Le résultat ne se fait pas attendre. C’est la pêche miraculeuse! Les filets sont pleins à tout rompre et le sens du miracle nous est dévoilé quand Jésus dit à Pierre : « Désormais, ce sont des hommes que tu prendras ».

En grec, le sens du mot employé ici veut dire « prendre vivant » ; quand il s’agit de poissons, c’est les tuer parce que la mer est leur milieu naturel… Mais quand il s’agit des hommes que l’on arrache à la mer, le verbe employé signifie sauver : prendre vivantes des personnes, les arracher à la mer, les empêcher de se noyer, les sauver.(Thabut)

Bien sûr, la mission de l’Église trouve son fondement dans ce récit, et sans cesse, elle est invitée à lancer les filets. Mais n’est-ce pas là la tâche des missionnaires, des évangélisateurs, des catéchètes? Si je ne suis ni missionnaire, ni évangélisateur, ni catéchète, comment vais-je lancer le filet?

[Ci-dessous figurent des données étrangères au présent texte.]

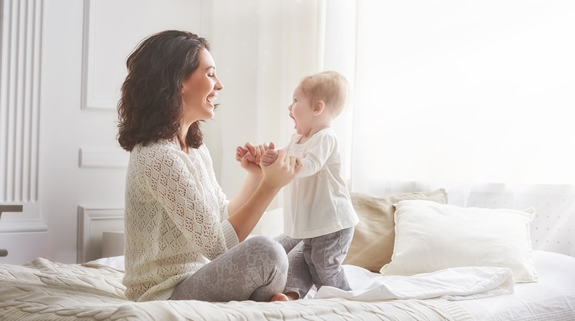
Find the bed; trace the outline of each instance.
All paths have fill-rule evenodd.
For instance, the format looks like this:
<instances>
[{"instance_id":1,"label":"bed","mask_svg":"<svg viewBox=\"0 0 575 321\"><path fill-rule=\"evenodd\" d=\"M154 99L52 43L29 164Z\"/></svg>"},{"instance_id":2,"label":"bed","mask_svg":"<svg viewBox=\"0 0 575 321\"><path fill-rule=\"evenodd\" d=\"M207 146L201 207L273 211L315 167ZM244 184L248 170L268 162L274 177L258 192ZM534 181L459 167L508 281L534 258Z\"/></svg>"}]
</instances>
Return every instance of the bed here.
<instances>
[{"instance_id":1,"label":"bed","mask_svg":"<svg viewBox=\"0 0 575 321\"><path fill-rule=\"evenodd\" d=\"M575 320L575 257L533 249L536 208L453 205L442 188L352 199L362 223L344 262L351 291L324 286L289 302L133 302L121 255L39 257L0 264L0 320Z\"/></svg>"}]
</instances>

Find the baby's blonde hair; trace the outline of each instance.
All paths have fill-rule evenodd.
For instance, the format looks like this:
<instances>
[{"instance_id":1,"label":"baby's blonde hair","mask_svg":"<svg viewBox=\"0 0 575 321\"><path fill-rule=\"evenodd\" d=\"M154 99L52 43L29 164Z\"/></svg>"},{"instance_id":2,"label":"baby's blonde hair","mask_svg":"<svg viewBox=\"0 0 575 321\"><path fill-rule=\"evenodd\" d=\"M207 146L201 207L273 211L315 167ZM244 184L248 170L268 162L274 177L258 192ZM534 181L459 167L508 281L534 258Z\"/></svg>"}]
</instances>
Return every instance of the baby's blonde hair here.
<instances>
[{"instance_id":1,"label":"baby's blonde hair","mask_svg":"<svg viewBox=\"0 0 575 321\"><path fill-rule=\"evenodd\" d=\"M333 116L342 113L347 99L347 79L337 71L322 71L304 77L300 82L312 104L322 100L332 108Z\"/></svg>"}]
</instances>

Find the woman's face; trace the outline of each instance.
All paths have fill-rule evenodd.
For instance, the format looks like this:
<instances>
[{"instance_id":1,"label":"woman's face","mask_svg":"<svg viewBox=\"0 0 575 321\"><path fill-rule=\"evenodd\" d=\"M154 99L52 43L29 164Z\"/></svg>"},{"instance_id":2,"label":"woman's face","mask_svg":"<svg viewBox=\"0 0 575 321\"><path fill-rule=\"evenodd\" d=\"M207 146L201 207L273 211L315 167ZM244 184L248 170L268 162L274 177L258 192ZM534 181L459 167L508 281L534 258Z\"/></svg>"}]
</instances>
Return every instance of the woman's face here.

Je me souviens, après un long séjour chez les Trappistes à Oka, j’avais fait le constat suivant : me retrouvant à l’église pour la prière de la nuit, les vigiles, qui sont célébrées à 4 h du matin, j’en étais arrivé à cette conclusion que l’église était la véritable demeure des moines. Non pas leur chambre, ni le réfectoire ou les lieux de travail, mais l’église abbatiale. La chambre n’étant qu’une sorte de salle d’attente ou de repos, en attendant de se retrouver dans le seul lieu qui compte pour les moines : l’église. Cette nef m’apparut alors comme le navire du moine, ce marin de la vie spirituelle, dont tout le quotidien est tendu vers ce lieu de la prière communautaire où, ensemble, plusieurs fois par jour, les moines prennent la mer afin d’aller y tendre leurs filets au nom de Dieu, priant, intercédant pour les hommes et les femmes de ce monde.

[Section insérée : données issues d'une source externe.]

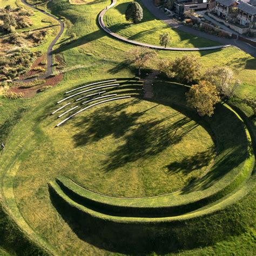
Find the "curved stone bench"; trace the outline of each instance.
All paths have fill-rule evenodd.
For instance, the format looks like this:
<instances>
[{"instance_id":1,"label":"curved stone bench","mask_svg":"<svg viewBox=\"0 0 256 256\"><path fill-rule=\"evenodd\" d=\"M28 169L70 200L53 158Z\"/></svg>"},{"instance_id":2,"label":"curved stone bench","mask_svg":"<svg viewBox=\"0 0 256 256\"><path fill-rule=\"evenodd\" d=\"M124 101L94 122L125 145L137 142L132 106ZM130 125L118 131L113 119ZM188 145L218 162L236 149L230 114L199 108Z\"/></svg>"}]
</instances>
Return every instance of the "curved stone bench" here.
<instances>
[{"instance_id":1,"label":"curved stone bench","mask_svg":"<svg viewBox=\"0 0 256 256\"><path fill-rule=\"evenodd\" d=\"M177 47L166 47L166 48L164 46L160 46L158 45L154 45L152 44L149 44L145 43L141 43L140 42L134 41L134 40L130 40L125 37L124 37L119 35L118 35L116 33L112 32L105 25L103 21L103 17L106 13L106 11L110 9L111 7L113 7L116 5L117 3L117 0L112 0L112 3L110 5L107 6L107 8L103 9L99 15L98 22L99 25L109 35L110 35L112 37L123 41L125 43L128 43L134 45L137 45L139 46L148 47L149 48L152 48L155 50L164 50L166 51L205 51L205 50L216 50L222 48L225 48L226 47L231 46L230 44L225 44L223 45L218 45L215 46L210 46L210 47L200 47L198 48L180 48Z\"/></svg>"},{"instance_id":2,"label":"curved stone bench","mask_svg":"<svg viewBox=\"0 0 256 256\"><path fill-rule=\"evenodd\" d=\"M65 111L64 113L62 113L62 114L60 114L58 117L58 118L59 118L60 117L62 117L63 116L64 116L64 114L67 114L68 113L69 113L69 112L70 111L72 111L72 110L74 110L74 109L77 109L77 107L78 107L78 106L74 106L73 107L71 107L71 109L69 109L68 110L67 110L66 111Z\"/></svg>"},{"instance_id":3,"label":"curved stone bench","mask_svg":"<svg viewBox=\"0 0 256 256\"><path fill-rule=\"evenodd\" d=\"M56 110L55 110L55 111L53 111L51 114L55 114L55 113L56 113L56 112L58 112L58 111L59 111L59 110L61 110L62 109L64 109L64 107L66 107L67 106L68 106L69 104L71 104L71 102L69 102L69 103L67 103L66 104L64 105L64 106L62 106L62 107L59 107L59 109L56 109Z\"/></svg>"},{"instance_id":4,"label":"curved stone bench","mask_svg":"<svg viewBox=\"0 0 256 256\"><path fill-rule=\"evenodd\" d=\"M117 80L117 79L112 79L112 80L106 80L106 81L102 81L102 82L98 82L97 83L93 83L92 84L87 84L86 85L84 85L84 86L78 87L78 88L76 88L75 89L71 90L71 91L69 91L68 92L66 92L65 93L65 94L69 93L70 92L73 92L73 91L76 91L77 90L82 89L85 88L86 87L91 86L92 85L95 85L96 84L105 84L106 83L111 83L112 82L115 82L116 80Z\"/></svg>"},{"instance_id":5,"label":"curved stone bench","mask_svg":"<svg viewBox=\"0 0 256 256\"><path fill-rule=\"evenodd\" d=\"M126 99L126 98L131 98L131 96L123 96L123 97L119 97L118 98L113 98L112 99L106 99L105 100L103 100L102 102L97 102L97 103L95 103L93 104L90 105L90 106L87 106L86 107L84 107L84 109L82 109L80 110L79 111L75 113L74 114L71 114L69 117L68 117L62 121L60 123L59 123L55 127L59 126L62 124L63 124L65 122L68 121L68 120L69 120L70 118L72 118L75 116L76 116L77 114L79 114L79 113L81 113L81 112L84 111L86 109L90 109L90 107L92 107L94 106L96 106L96 105L101 104L104 103L105 102L111 102L111 101L113 101L113 100L118 100L118 99Z\"/></svg>"},{"instance_id":6,"label":"curved stone bench","mask_svg":"<svg viewBox=\"0 0 256 256\"><path fill-rule=\"evenodd\" d=\"M106 92L106 91L102 91L100 92L96 92L95 93L90 94L89 95L86 95L86 96L82 97L82 98L79 98L79 99L76 99L76 102L78 100L81 100L81 99L85 99L86 98L89 98L89 97L95 96L95 95L98 95L99 94L103 94Z\"/></svg>"}]
</instances>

S’il en est ainsi des moines qui ne quittent pas leur monastère, que dire alors de chacun et chacune de nous ici qui, à chaque jour dans la cité, levons les voiles et prenons la mer? La réponse confiante de Pierre à Jésus n’est-elle pas l’expression la plus achevée de toute remise de soi-même entre les mains de Dieu : « Maître, sur ton ordre, je vais jeter les filets encore aujourd’hui ».

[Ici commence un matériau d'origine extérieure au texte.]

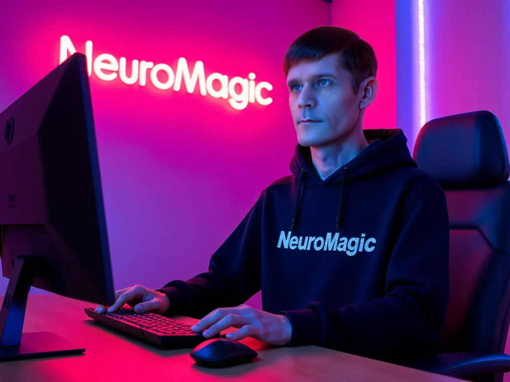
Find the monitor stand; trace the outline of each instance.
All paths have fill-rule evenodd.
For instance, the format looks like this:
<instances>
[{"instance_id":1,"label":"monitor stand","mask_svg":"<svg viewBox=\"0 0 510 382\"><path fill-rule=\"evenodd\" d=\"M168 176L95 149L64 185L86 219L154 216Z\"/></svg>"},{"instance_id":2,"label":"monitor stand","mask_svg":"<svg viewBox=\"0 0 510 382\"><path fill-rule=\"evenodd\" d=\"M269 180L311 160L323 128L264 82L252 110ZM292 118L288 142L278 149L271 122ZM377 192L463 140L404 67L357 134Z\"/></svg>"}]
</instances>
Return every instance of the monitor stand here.
<instances>
[{"instance_id":1,"label":"monitor stand","mask_svg":"<svg viewBox=\"0 0 510 382\"><path fill-rule=\"evenodd\" d=\"M49 332L22 334L29 291L36 274L36 258L18 256L14 262L0 310L0 362L79 354L85 351Z\"/></svg>"}]
</instances>

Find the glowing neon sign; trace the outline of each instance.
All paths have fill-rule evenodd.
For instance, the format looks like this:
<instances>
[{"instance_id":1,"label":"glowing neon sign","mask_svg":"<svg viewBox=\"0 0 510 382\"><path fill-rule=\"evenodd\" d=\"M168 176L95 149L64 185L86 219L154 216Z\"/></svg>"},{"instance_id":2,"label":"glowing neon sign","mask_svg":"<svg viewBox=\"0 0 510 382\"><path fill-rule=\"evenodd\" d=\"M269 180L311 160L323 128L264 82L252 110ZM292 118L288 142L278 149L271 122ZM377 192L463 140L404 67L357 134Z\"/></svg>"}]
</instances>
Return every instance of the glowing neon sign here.
<instances>
[{"instance_id":1,"label":"glowing neon sign","mask_svg":"<svg viewBox=\"0 0 510 382\"><path fill-rule=\"evenodd\" d=\"M64 35L61 37L59 64L62 64L69 56L75 52L76 49L69 36ZM254 73L250 73L248 78L234 77L229 80L227 76L219 73L212 73L206 77L202 61L198 61L195 63L193 72L190 74L186 59L181 57L177 61L175 71L166 64L155 65L154 63L150 61L133 60L131 63L131 75L128 76L126 71L128 62L125 57L121 57L117 60L112 54L104 53L93 60L92 42L90 40L85 43L85 54L87 56L89 75L91 75L93 69L96 76L104 81L113 81L119 78L126 85L132 85L138 83L140 86L145 86L148 74L150 82L157 89L167 90L173 87L174 91L179 91L184 80L186 91L189 93L195 91L198 81L200 94L202 96L209 95L215 98L228 99L230 105L236 110L242 110L246 108L248 103L254 103L256 102L267 106L273 101L272 98L264 98L262 96L262 89L270 91L273 90L272 85L264 81L256 84ZM162 82L158 78L158 73L160 71L166 74L168 77L166 81ZM221 85L219 90L217 90L213 87L215 81L219 82ZM240 93L236 92L237 85L241 87Z\"/></svg>"}]
</instances>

Dans l’épître aux Hébreux, il est écrit : « Jésus Christ, hier et aujourd’hui, est le même, il l’est pour l’éternité » (Heb 13, 8). Sa parole est agissante pour nous aujourd’hui, comme hier, comme elle le sera demain. Telle est notre foi. Et quand nous nous offrons à Dieu, quand nous lui disons comme le prophète Isaïe : « Moi je serai ton messager, envoie-moi », ou encore « fais de moi ton instrument », nous devenons alors des pêcheurs d’hommes, la parole du Christ se réalise alors en nous et il n’y a pas de plus grand bonheur. C’est la joie d’être disciple qui s’accomplit en nous.

Chaque parole bienveillante, chaque encouragement, chaque marque de tendresse et de réconfort; le moindre petit service, le travail quotidien fait consciencieusement, le temps donné gratuitement, l’écoute généreuse et attentive de celui ou de celle qui souffre, ces mille et une manière de signifier ce trop plein d’amour que le Christ a déversé en nos cœurs, c’est cela aussi lancer les filets. La Parole de Dieu ce matin nous invite à la confiance et à l’audace en dépit des vents contraires dans nos vies, des résultats décevants ou même des échecs apparents, car le ressuscité est toujours là sur le rivage de nos vies.

C’est la nature même de notre foi au Christ qui nous permet d’affirmer que notre Dieu est le Dieu de l’Impossible et qu’il nous est demandé à nous, de tout simplement faire confiance et de lancer les filets. De croire que notre prière, nos gestes fraternels, notre vie quotidienne, vécues dans la foi, ont ce pouvoir de transformer le monde, de sauver les hommes et les femmes qui l’habitent.

C’est là l’invitation que nous fait Jésus Christ en son Église : Partir de nuit, comme de jour, nos lampes bien allumées, assumant pleinement et avec courage chacune des journées qui nous est donnée, reconnaissant humblement comme saint Paul, que ce que nous sommes en tant que croyants, nous le sommes par la grâce de Dieu, confiants qu’en nous remettant entre ses mains, nous pourrons nous aussi dire comme Paul : « la grâce dont il m’a comblé n’a pas été stérile ».

À nous maintenant, après une semaine en mer depuis notre dernier rassemblement dominicale, de tirer nos filets vers le rivage de cette eucharistie où le Christ nous attend. Amen.